SAL Silicon Austria Labs GmbH
SAL brings the latest R&D knowledge of micro- and nanosensorics into industrial products and processes. We provide our partners with access to unique know-how as well as high-tech infrastructure. Our holistic R&D approach - from wafer level to intelligent systems - enables innovations for all kinds of industries.
Silicon Austria Labs GmbH (SAL) was founded in December 2018 as a new flagship of applied research in Austria. SAL stands for highest competence in all fields of the growth market Electronic-Based-Systems, from the single components and their interaction in the finished product to the embedding of various micro- and nanoelectronic components and the corresponding software. In July 2019, the former CTR AG (Carinthian Tech Research AG) became part of SAL, adding approximately 70 employees and the associated R&D infrastructure to the existing competence.
SAL is an internationally recognized and ISO 9001:2008 certified R&D institution, with extensive experience (more than 20 years) in conducting and managing R&D projects, both on the national (COMET Competence Centers for Excellent Technologies Programme, etc.) and the international (FP7, ENIAC) level. This research team has achieved several internationally acclaimed innovations and an extensive network of academic (Fraunhofer IPMS, EPFL, IMTEK, TU Wien, Johannes Kepler University Linz, etc.) and industrial partners (Infineon, AVL, Airbus, EPCOS, Philips etc.).

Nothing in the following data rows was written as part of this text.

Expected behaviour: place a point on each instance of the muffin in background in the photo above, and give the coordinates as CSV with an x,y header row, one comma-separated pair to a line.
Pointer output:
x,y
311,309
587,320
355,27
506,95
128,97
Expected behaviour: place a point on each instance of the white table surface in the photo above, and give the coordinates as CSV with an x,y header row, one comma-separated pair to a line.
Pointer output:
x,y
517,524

SAL Silicon Austria Labs GmbH
SAL GmbH Villach
SAL will lead the WP4 and will contribute its expertise in the field of Heterogeneous Integration Technologies and Multiphysics simulation of GaN packages.

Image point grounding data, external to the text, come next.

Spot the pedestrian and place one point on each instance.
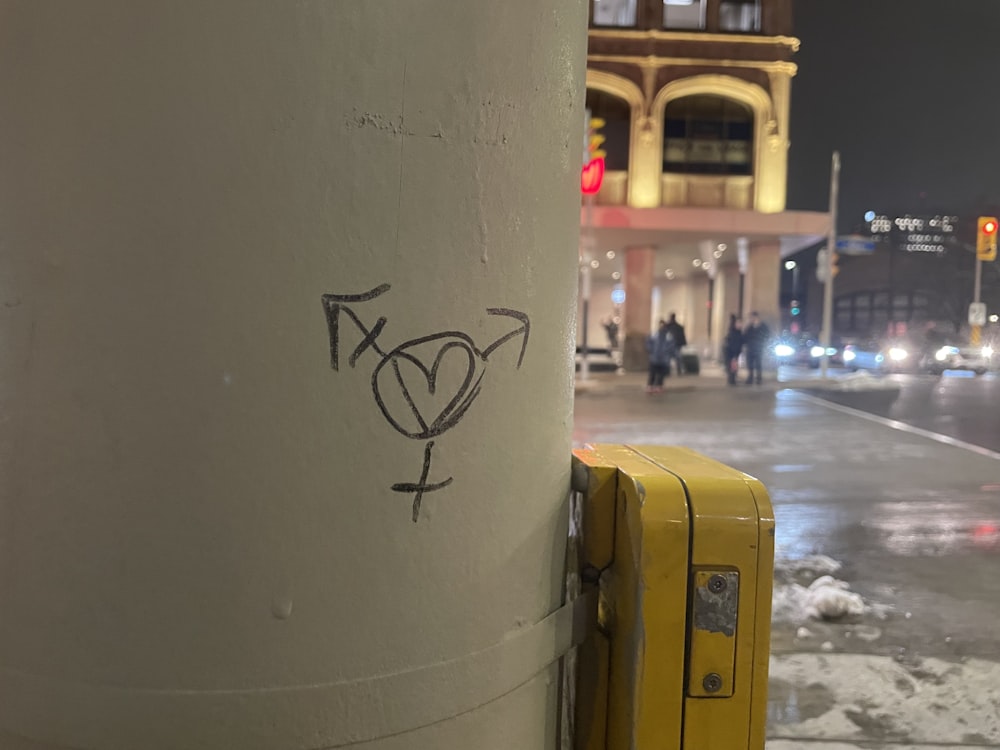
(680, 341)
(660, 347)
(732, 348)
(755, 337)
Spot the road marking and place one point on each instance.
(904, 427)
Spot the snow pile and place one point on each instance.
(824, 598)
(866, 698)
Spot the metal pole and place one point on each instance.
(831, 245)
(588, 245)
(975, 332)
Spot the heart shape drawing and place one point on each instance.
(425, 386)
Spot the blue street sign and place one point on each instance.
(854, 244)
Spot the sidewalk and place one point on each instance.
(913, 523)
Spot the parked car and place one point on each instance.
(974, 358)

The expertise of the Area Heterogeneous Integration Technologies (HIT) is in the simulation, assembly and packaging of electronic devices. Multi-physics FEM simulations are carried out to study and optimise package designs leading to the approach of functional packaging and co-design, where chip and package are considered as inherently one system. The HIT department expands and fosters packaging processes for die and wire bonding. Ink-jet and 3D printing processes are studied for packaging tasks and sensor package prototypes. Special device characterisation methods are available in house (e.g. shear testing, Raman stress/strain characterisation).
Multi-physics FEM Simulations (WP4)
In comparison to standard electronics packaging, GaN based power packages have to deal with further requirements like much higher voltages and currents or in case of RF very high frequency. Another challenge to tackle is the dissipation of heat leading to an increased reliability in field operation. To thoroughly address these technological issues, stress/strain and thermomechanical simulations are carried out, to study and optimise package designs for silicon based power electronic solutions.
Heterogeneous Integration Methods (WP4)
Within this task, SAL will apply integration methods that lead to the approach of co-design, where chip and package are considered as inherently one system. In particular, SAL will address one of the overall project goals, the significant increase of the power density in power electronic devices.
Interconnect, Dispensation and Printing Technologies (WP4)
SAL will investigate appropriate methods for die and wire bonding, Ink-jet and 3D printing processes to elaborate new approaches that are suitable for working in challenging environments under given specifications for power applications.